I was with a couple of gentlemen (who, I might add, are not wimps, in the technical sense of the word) that I will call Tom and Ethan. (To answer your question: yes.) To reach stage 1, we had to enter a very tight culvert, and Ethan had the good grace to go first. It wasn't moments before he was screaming in a panicked, high-pitched voice that led Tom and me to believe he must have been gravely injured. We're hollering, "What is it? What's wrong?" And he cries back, "This is the biggest spider I've ever seen! Wait — there's another one. And another one. Oh, Christ, the place is full of them!"

Tom and I debated a moment. There were spiders, and there was the geocache. All right, then; we do have our priorities, you know. The two of us wormed our way into the pipe, and — oh, my Christ — the confined space was absolutely crawling with big honking spiders, the smallest of which probably had a four-inch leg span. Our destination lay through a specific pipe, above which a huge wolf spider was resting on its laurels. Ethan put his foot down and declared that he was not going into the pipe with that spider hanging right there. Well, feigning the air of the undaunted, I took my hiking stick and knocked the spider off the wall — at which point it angrily began to scurry straight toward Ethan.

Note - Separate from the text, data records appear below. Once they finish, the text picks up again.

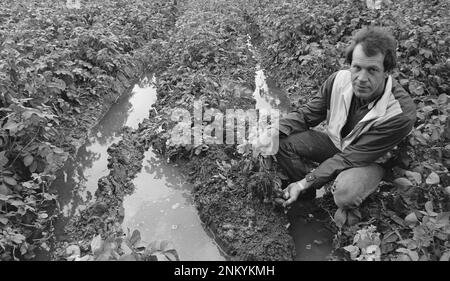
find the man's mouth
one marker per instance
(361, 88)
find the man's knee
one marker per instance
(352, 186)
(345, 199)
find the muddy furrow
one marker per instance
(226, 186)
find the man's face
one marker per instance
(367, 74)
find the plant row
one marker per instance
(60, 70)
(302, 42)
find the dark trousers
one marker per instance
(298, 152)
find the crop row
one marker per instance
(302, 42)
(60, 70)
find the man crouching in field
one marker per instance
(367, 114)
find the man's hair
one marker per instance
(374, 40)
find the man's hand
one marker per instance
(267, 143)
(291, 193)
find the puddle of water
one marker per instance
(161, 208)
(76, 183)
(312, 240)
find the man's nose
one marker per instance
(363, 76)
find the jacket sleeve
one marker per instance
(365, 150)
(311, 114)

At this point, Ethan screamed a piercing scream and began a dance routine that would have shamed Gene Kelly. Tom and I took to chuckling, and since said spider had vacated its perch, I decided to take advantage of the moment and go into the next pipe.

Oh, shit, did I really do that?

At this point, I did question my wisdom, for this pipe was also full of spiders. They were all just hanging around on the walls and ceiling, and not really bothering me. However, as I ducked to go in, something fell onto my shoulder with a distinctive plop.

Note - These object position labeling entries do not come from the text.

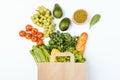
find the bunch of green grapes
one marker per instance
(43, 18)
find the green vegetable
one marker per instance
(62, 41)
(43, 18)
(94, 20)
(40, 54)
(57, 11)
(64, 24)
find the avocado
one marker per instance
(57, 11)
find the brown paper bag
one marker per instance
(62, 71)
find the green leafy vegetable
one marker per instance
(94, 20)
(62, 41)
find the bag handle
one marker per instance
(62, 54)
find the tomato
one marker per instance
(34, 31)
(40, 42)
(22, 33)
(28, 36)
(28, 27)
(34, 38)
(40, 35)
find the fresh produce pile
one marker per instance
(60, 41)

"Tom, my dear friend," I said. "Please tell me that was a not a big spider."

"Nope, just a hunk of grass and mud from the drain up there."

"You wouldn't lie to me, would you?"

"Not about that."

All right then. On I went, past veritable walls of spiders that sat contentedly watching me. They didn't really do diddly but scare the living crap out of me. Yet, after Ethan's little dance there, it was hard for me not to go through that pipe overtaken by paroxysms of laughter.

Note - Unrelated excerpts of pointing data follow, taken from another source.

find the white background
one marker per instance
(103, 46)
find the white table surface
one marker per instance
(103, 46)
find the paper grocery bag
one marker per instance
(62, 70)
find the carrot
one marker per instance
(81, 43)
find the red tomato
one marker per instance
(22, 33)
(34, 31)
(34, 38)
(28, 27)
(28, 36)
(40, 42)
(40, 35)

From that moment on, I never again suffered a fear of spiders. They didn't want to bother me. As a matter of fact, I'm pretty sure they were all laughing at Ethan too.

For what it's worth, if you come upon a snake — or a spider, or some other basically innocuous creature — that for reasons anything other than rational make you want to kill it, try instead picturing it in its underwear or maybe a big old dude like Ethan break dancing inside a culvert filled with spiders. Really, it's funny as hell.

You don't need to kill or otherwise antagonize the critters. Just give it some thought. Face your phobia. Fuck your phobia.

It worked for me.
A fun little black rat snake that was meandering about in the heat of winter, a couple of Decembers ago.
I'm sure he would rather have had cool weather and been taking a nap.

1 comment:

James Robert Smith said...

Wise words! I never bother snakes. I see them all the time when I'm hiking and backpacking. As you say, even the venomous ones only want to get away from your big mammalian self because we're just too big to eat.

A few years back at a campsite I found a black widow spider in the firewood we were using. So I captured it in a paper towel and walked up the mountain with it. Carole said: "You're going to let it go, aren't you? You're not going to kill it, are you?"

I told her that I most certainly WAS going to kill it. But I lied. I took it waaaaaaaay up the mountain and released it.